Part 2: Why are duplicates happening and JOINs slowing ClickHouse?

Learn the root of the duplication and JOINs issues of Kafka to ClickHouse.

Written by Armend Avdijaj28/03/2025, 13.59

Part 2: Why are duplicates happening and JOINs slowing ClickHouse?

So you saw an overview of different ways on how to ingest data from Kafka to ClickHouse. Now it is important to understand the root of the problem before exploring the options for solving duplications and JOINs for ClickHouse later.

Duplications: At-Least-Once guarantee of Kafka

Kafka provides at-least-once delivery guarantees, meaning that every message will be delivered at least once, but there is no built-in guarantee that a message will be processed only once. So, that means that duplicates are something you can expect to happen. The reasons why duplicates can happen are

Consumer failures: Network issues or crashes.
Consumer rebalancing: When a Kafka consumer group scales up or down, partitions are reassigned, and if a consumer hasn’t committed its offset before reassignment, the new consumer may reprocess the same message, causing duplicates.
Timeouts through slow processing: If a consumer takes too long to process a message, Kafka may assume it has failed and reassign the partition to another consumer. The new consumer then processes the same message again, creating duplicates.
Producer Retries: Kafka producers retry sending messages if they don’t receive an acknowledgment from the broker (e.g., due to a temporary network issue).
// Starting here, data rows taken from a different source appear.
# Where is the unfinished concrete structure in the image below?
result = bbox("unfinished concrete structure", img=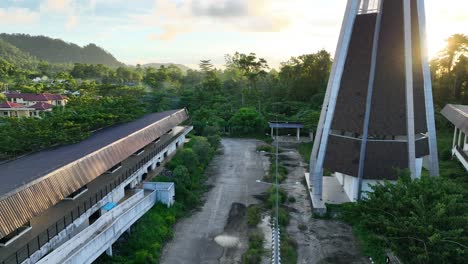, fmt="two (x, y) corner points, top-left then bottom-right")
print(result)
(0, 109), (192, 264)
(442, 104), (468, 171)
(308, 0), (439, 211)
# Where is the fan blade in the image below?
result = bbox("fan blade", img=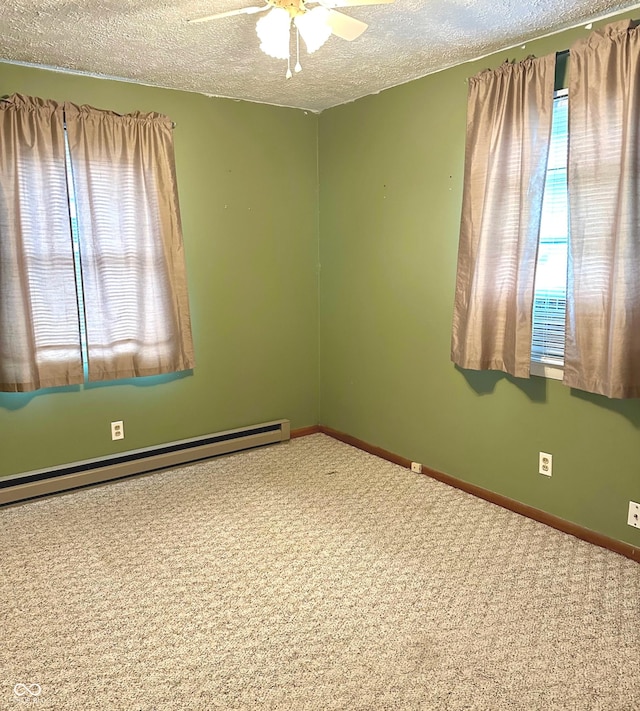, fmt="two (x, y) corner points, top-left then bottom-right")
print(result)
(327, 10), (369, 42)
(322, 0), (395, 7)
(187, 5), (271, 25)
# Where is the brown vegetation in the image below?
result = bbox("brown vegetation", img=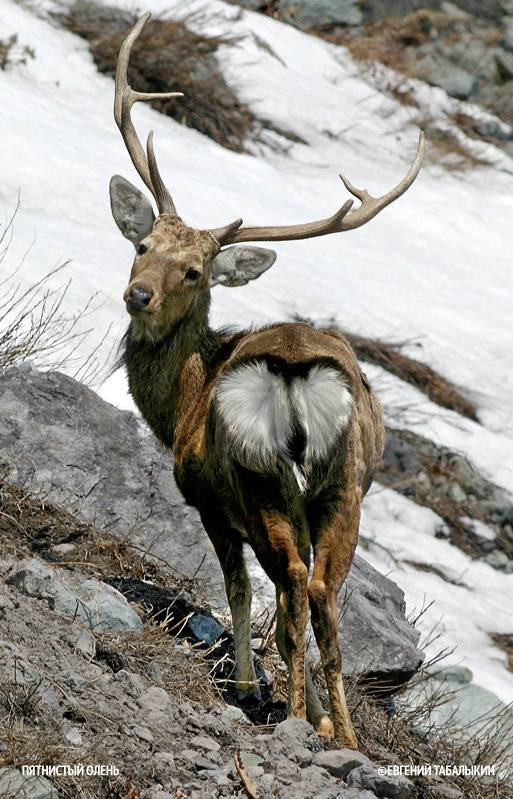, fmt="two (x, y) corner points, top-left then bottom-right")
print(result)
(0, 481), (510, 799)
(58, 0), (256, 152)
(334, 330), (478, 421)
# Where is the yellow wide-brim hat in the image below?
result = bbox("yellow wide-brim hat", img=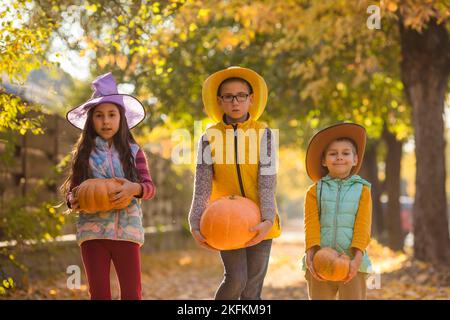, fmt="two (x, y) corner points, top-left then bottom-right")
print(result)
(202, 67), (267, 122)
(306, 123), (366, 182)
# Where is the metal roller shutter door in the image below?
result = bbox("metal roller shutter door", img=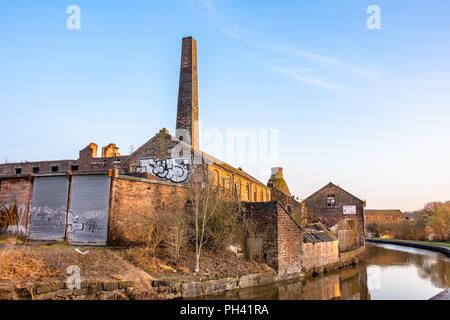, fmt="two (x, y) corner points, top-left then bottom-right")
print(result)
(67, 175), (111, 245)
(29, 176), (69, 241)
If the original message was actually received but the acknowledgment was lost, the producer sends the same message again.
Log Retention and Consumer Restarts: If a consumer is down for too long and its last committed offset gets deleted (due to Kafka’s log retention policy), it may start from an older offset when it restarts, leading to the reprocessing of old messages.
Lack of Exactly-Once Transactions in the Sink: Even if Kafka would support exactly-once transactions, duplicates can still occur because ClickHouse doesn’t natively support exactly-once writes.

JOINs: ClickHouse isn’t a row-based system

JOINs can massively slow ClickHouse performance because CH is optimized for fast reads and aggregations, not complex relational queries. You need to understand that ClickHouse is a columnar database. It doesn’t use traditional indexes for quick lookups like row-based systems do. This means running a JOIN has to load and process a lot of data in memory, which can be slow, especially with large tables. If the tables involved in the JOIN don’t fit in memory, ClickHouse may have to spill data to disk or shuffle data across the network in distributed setups, both of which can cause delays. You can read more about memory usage here on the ClickHouse docs.

Try GlassFlow Open Source for ClickHouse on GitHub!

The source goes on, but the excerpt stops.